がんと闘うのをやめた日。

がんと闘うのをやめた日。

がんと闘うをやめた日があります。敵意を燃やすほど、ボロボロになっていった。転移の告知を受けてからしばらくの間、私はがんを完全に敵だと見なし、なんとかして叩き潰そうと必死になっていました。絶対に負けてたまるかと肩に力を入れ、敵対心をむき出しにして毎日を過ごしていたのです。けれど、敵を意識すればするほど心も体もすり減り、気づけばボロボロになっていました。

がんは、侵略者ではなかった

あるとき、ふと思い至った瞬間がありました。そもそもがんは、体の外から突然やってきた侵略者ではありません。元々は自分自身の正常な細胞が、分裂の過程でコピーミスを起こしたもの。いわば、私自身の体の一部だったのです。それなのに外敵のように憎み、力任せに排除しようとすれば、自分の心身が傷ついてしまうのも当然でした。

お腹をそっと撫でながら、声に出した

君が生きるには僕の体が必要なんだから、お互い共存しよう。そう声に出しながら自分のお腹をそっと撫でたとき、胸の奥で張り詰めていた余分な力が、ふっと抜けていくのを感じました。

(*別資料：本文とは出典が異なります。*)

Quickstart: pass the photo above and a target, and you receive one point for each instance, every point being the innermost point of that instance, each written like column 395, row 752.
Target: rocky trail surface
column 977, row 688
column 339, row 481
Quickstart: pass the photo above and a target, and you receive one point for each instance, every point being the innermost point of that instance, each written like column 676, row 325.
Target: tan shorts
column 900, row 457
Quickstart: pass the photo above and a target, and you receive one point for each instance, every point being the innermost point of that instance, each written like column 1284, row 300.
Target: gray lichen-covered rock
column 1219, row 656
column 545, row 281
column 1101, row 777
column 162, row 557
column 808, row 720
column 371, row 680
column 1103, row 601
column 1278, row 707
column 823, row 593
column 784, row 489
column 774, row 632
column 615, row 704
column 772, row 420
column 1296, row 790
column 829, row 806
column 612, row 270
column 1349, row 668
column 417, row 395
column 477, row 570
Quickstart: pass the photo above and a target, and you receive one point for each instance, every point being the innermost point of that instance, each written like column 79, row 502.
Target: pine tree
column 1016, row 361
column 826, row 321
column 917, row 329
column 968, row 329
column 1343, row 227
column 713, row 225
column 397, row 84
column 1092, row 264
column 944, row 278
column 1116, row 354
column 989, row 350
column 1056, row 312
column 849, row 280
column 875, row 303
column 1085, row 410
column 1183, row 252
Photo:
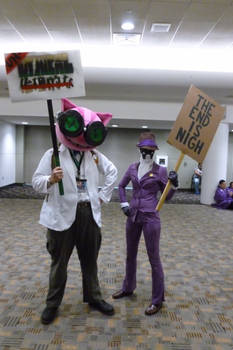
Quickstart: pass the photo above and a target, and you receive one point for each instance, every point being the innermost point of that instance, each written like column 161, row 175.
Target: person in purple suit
column 223, row 198
column 148, row 178
column 230, row 188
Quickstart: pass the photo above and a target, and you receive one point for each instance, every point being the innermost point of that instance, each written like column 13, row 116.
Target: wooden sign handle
column 168, row 185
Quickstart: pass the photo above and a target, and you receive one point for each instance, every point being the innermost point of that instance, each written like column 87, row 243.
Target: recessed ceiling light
column 126, row 38
column 160, row 27
column 128, row 25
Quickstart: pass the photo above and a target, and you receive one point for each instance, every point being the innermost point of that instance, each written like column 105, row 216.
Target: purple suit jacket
column 145, row 190
column 222, row 198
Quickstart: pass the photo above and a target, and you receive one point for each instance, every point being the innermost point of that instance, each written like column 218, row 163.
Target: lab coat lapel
column 67, row 162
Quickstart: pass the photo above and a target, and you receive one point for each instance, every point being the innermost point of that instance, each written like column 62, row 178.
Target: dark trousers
column 85, row 235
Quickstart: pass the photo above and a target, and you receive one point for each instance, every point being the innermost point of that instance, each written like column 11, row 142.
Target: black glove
column 126, row 210
column 173, row 177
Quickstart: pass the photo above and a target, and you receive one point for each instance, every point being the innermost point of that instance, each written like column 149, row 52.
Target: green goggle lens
column 71, row 123
column 95, row 134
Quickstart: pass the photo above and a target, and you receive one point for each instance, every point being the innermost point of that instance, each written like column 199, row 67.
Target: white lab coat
column 58, row 211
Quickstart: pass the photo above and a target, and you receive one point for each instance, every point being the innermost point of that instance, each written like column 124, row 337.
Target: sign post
column 45, row 76
column 194, row 129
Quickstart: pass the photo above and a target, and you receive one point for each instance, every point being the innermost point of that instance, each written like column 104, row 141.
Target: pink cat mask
column 79, row 128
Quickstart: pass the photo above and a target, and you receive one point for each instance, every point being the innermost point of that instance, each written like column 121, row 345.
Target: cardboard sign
column 44, row 75
column 196, row 124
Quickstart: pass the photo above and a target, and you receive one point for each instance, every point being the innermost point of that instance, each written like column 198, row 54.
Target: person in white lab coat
column 74, row 219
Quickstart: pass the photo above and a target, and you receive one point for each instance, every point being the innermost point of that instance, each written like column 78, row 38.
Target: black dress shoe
column 153, row 309
column 49, row 314
column 121, row 294
column 103, row 307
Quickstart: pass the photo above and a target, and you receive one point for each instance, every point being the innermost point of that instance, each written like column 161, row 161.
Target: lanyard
column 76, row 162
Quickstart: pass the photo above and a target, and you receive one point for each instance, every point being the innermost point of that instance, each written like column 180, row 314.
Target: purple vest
column 145, row 190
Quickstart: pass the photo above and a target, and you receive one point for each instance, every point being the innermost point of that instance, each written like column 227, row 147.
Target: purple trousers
column 150, row 225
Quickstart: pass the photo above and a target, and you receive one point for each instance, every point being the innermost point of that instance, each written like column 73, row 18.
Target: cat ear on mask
column 104, row 117
column 66, row 104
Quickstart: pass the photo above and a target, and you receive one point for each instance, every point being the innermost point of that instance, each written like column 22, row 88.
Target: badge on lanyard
column 81, row 184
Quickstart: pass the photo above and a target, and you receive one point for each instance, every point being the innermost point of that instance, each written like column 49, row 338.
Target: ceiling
column 199, row 25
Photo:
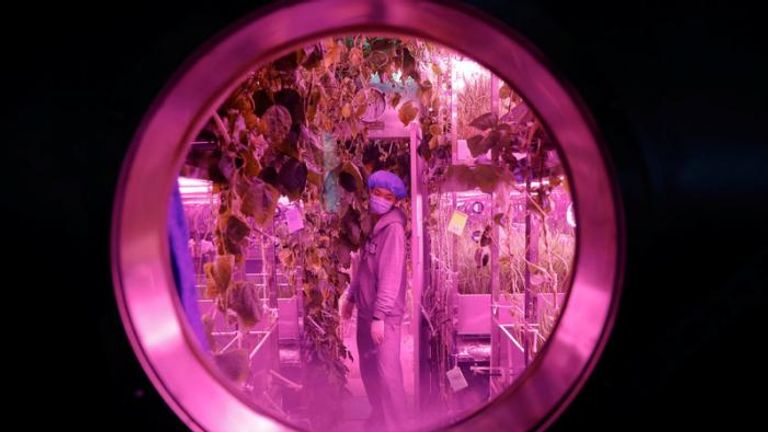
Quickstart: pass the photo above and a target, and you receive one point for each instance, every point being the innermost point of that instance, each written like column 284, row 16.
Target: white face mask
column 379, row 205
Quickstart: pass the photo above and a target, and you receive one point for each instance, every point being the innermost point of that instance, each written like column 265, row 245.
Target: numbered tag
column 456, row 379
column 294, row 219
column 457, row 223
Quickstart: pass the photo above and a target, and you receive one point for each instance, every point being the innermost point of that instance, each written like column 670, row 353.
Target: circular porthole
column 204, row 391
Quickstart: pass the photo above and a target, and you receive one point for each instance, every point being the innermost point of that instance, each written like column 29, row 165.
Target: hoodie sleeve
column 389, row 277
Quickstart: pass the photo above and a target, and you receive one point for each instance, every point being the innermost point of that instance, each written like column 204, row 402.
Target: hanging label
column 456, row 379
column 294, row 219
column 457, row 223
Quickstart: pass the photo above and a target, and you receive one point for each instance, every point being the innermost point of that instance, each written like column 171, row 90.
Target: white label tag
column 457, row 223
column 294, row 219
column 456, row 379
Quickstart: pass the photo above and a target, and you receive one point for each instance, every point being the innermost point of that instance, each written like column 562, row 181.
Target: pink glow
column 142, row 275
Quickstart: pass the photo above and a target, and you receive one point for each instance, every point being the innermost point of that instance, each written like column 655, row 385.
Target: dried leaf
column 395, row 100
column 252, row 165
column 350, row 228
column 355, row 56
column 485, row 121
column 350, row 178
column 277, row 121
column 518, row 114
column 243, row 299
column 407, row 113
column 346, row 111
column 234, row 364
column 314, row 59
column 293, row 178
column 219, row 274
column 237, row 230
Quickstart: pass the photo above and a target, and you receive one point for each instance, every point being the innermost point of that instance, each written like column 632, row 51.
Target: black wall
column 678, row 91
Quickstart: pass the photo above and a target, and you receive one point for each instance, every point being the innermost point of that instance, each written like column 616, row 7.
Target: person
column 378, row 291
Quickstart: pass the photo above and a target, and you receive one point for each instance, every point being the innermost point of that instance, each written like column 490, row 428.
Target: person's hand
column 377, row 331
column 346, row 308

敵として睨みつけるのをやめ、自分の一部として受け入れ、折り合いをつけて生きていく。この共病という捉え方に切り替わったことで、私の治療への向き合い方は大きく変わりました。

もし今、病気と必死に向き合う中で心が疲れ切ってしまっているなら、一度その拳を下ろしてみてください。力を少し緩めてみるだけでも、目の前の景色はほんの少しだけ違って見えてくるはずです。